His index finger quickly rushes over his mouth as he lay there on the floor now bloodied by the rats…

‘Shhhhhhhush!  I have customers!’

I turn to the dining room packed with diners enjoying their food, oblivious of the present state of the kitchen.  Turning back to the kitchen Jeff was now back on his feet with his knife in hand, he turns to Willie and Son

‘Where did they all go?’

Willie wide eyed pointed to the inside kitchen.

‘They went that way’

Bobby Chinn book encountersSon pointed into the opposite direction, changed his mind and went with Willie’s suggestion.  The kitchen floor was laced with a trail of blood that seemed to run off in many directions.   Jeff did not know what to do as the pack of rats escaped into the larger dining area that was packed.  He then placed his chef knife back to the prep table.  It was now dented and stained with blood from all the tails he had successfully amputated.  A prep cook arrived with a bucket of peeled potatoes in water and placed a chopping board on the wet towel, picked up the knife and proceeded to chop up a potato.  I felt the need to bear more bad news to Jeff, without words.  Clearing my throat loudly until I got Jeff’s attention.  My eyes darted towards the prep cook cutting away at the potatoes with a bloody knife.  Jeff’s eyes rolled up into his head and then fell into a deeper state of despair.  He slowly placed his hands on the hands of the cook, then removed the knife and placed it in the sink and then says:

‘Don’t ask, please don’t ask!’

The confused cook stood there staring at Jeff, then to me standing on a plastic stool petrified from the thought of a rat attack, while in the middle of the kitchen two horrified members of management from the Hanoi Towers stood there in shock.

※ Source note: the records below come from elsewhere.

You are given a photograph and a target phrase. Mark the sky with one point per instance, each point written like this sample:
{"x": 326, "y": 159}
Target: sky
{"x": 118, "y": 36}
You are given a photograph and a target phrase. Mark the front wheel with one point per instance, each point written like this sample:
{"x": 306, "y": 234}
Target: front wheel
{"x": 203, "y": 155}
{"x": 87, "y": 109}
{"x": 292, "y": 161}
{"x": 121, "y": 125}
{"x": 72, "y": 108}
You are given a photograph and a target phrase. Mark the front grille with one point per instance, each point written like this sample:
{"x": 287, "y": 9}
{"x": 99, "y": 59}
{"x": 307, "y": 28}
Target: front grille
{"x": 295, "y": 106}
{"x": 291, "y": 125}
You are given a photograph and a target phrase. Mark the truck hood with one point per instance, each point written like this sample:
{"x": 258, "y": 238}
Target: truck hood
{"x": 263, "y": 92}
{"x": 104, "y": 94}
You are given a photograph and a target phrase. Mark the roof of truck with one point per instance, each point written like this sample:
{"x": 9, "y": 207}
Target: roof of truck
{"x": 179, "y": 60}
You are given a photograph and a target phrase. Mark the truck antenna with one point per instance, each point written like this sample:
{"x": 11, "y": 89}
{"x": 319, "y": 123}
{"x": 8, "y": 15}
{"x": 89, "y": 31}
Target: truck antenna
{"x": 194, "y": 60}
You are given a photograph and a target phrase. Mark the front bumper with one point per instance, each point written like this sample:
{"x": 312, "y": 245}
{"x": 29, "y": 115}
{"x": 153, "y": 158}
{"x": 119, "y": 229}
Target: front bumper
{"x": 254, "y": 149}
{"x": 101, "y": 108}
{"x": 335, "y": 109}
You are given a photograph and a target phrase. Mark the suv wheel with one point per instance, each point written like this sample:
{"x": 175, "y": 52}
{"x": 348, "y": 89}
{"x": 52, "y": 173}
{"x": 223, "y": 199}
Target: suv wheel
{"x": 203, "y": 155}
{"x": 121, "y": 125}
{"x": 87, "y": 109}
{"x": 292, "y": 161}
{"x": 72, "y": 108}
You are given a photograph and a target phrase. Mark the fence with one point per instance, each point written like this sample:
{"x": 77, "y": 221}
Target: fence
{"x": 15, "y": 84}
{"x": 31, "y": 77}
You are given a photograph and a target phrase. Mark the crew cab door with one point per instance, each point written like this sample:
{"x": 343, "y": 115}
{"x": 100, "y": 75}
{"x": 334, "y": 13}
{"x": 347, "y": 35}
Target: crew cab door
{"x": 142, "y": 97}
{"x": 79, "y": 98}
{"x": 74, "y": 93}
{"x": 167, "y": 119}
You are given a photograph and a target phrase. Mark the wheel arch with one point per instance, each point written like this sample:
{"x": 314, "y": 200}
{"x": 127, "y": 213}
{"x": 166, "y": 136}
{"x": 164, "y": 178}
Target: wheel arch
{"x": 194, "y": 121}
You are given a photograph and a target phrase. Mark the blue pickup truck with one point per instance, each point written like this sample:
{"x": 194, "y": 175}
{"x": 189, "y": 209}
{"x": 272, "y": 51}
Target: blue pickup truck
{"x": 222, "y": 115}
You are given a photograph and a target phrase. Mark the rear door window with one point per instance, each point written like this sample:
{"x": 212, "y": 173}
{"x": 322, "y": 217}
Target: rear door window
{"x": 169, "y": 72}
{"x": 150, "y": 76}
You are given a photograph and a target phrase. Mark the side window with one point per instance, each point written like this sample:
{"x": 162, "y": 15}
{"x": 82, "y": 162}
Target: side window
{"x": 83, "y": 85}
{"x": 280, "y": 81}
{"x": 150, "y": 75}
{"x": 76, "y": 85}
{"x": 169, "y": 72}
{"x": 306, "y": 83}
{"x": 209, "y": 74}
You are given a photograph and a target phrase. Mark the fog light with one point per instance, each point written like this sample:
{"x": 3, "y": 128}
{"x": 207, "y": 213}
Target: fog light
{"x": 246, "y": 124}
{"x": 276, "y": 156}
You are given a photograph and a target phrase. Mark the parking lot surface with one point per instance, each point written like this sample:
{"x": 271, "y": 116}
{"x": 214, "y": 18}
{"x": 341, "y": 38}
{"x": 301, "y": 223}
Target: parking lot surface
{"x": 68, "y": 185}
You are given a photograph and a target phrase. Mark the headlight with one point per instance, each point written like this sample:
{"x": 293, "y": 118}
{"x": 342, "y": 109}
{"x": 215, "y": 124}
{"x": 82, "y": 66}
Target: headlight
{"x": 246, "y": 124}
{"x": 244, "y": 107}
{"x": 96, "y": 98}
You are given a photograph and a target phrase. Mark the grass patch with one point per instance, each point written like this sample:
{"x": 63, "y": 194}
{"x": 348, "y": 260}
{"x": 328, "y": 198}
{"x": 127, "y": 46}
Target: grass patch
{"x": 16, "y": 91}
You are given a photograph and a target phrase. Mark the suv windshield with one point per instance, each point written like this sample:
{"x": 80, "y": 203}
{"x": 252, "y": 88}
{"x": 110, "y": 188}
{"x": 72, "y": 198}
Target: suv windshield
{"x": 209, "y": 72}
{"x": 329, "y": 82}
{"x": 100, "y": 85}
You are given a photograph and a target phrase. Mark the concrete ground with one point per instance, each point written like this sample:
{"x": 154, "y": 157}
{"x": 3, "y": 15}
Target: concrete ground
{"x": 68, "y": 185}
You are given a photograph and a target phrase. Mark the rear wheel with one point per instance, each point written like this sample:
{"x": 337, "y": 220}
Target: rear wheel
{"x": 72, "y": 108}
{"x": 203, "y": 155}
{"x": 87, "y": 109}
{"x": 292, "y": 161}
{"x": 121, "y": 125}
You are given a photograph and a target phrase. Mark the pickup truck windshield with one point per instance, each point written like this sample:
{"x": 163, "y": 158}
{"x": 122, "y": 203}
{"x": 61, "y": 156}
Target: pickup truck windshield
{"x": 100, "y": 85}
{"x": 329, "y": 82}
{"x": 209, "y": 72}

At that point Willie suggested, ‘Do you want to do this another time?’

Jeff propped a smile, which lacked any form of ingenuity and agreed, ‘Yeah let me fix things up here and I will give you a call when I am ready.  Can you do me a favour?  Please don’t mention this to anyone?’

Willie agreed, but it was a tall order.  They never fixed that oven.  I had not eaten there since that incident.  I also kept the story close to my chest until the day he was kicked out by his partner.  I later hired Jeff to help me open my restaurant.  He ran the bar, trained the bar staff on our prolific cocktail list.

Jeff is probably one of the most entertaining bartenders I have ever met.  I have yet to meet anyone who could talk with close to encyclopaedic knowledge on any subject.

We still get a giggle out of the encounter with the rats.